Cecelia H. Boardman, MD, John K. Chan, MD, and Thomas C. Krivak, MD, provide insight on dosing schedules for niraparib maintenance in advanced ovarian cancer.
Thomas C. Krivak, MD: A decision with this patient with a BRCA2 mutation, optimally debulked, talking through all the data, is decided to go ahead and start this patient, about 10 to 12 weeks after her completion of her chemotherapy, on niraparib [Zejula]. Looking at her weight, the fact that she was right around 63 kilos, 140 pounds, it’s important that we talk about the weight-based dosing, the platelet-based dosing, that this patient was started at 200 mg once a day in the evening.

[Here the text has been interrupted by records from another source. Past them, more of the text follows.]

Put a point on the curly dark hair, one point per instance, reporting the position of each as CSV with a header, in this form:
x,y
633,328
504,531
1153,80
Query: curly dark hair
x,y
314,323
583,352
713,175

Again, looking at the phase 3 PRIMA trial, what it did show is that obviously these patients were randomized between niraparib and placebo. We talked about that when we had seen the other slides, that it showed some of the similarities, but differences among trials. But within the NOVA trial, they tried to tease out what may be some risk factors for thrombocytopenia, and then they applied those into the phase 3 PRIMA trial. What they found was patients who were under 77 kilos or had platelets under 150 mcL at starting, could be started at an individualized dose, and that would be 200 mg once a day instead of 300 mg once a day. You can see down there with respect to HRD [homologous recombination deficiency] tumors in overall, the responses in the hazard ratios, you can see there that they still had a statistically significant hazard ratio with 0.5 in the HRD patients as well as 0.65 in the overall population. Even though you may be starting at a lower dose, you decrease the adverse effect profile and you maintain a nice hazard ratio and response.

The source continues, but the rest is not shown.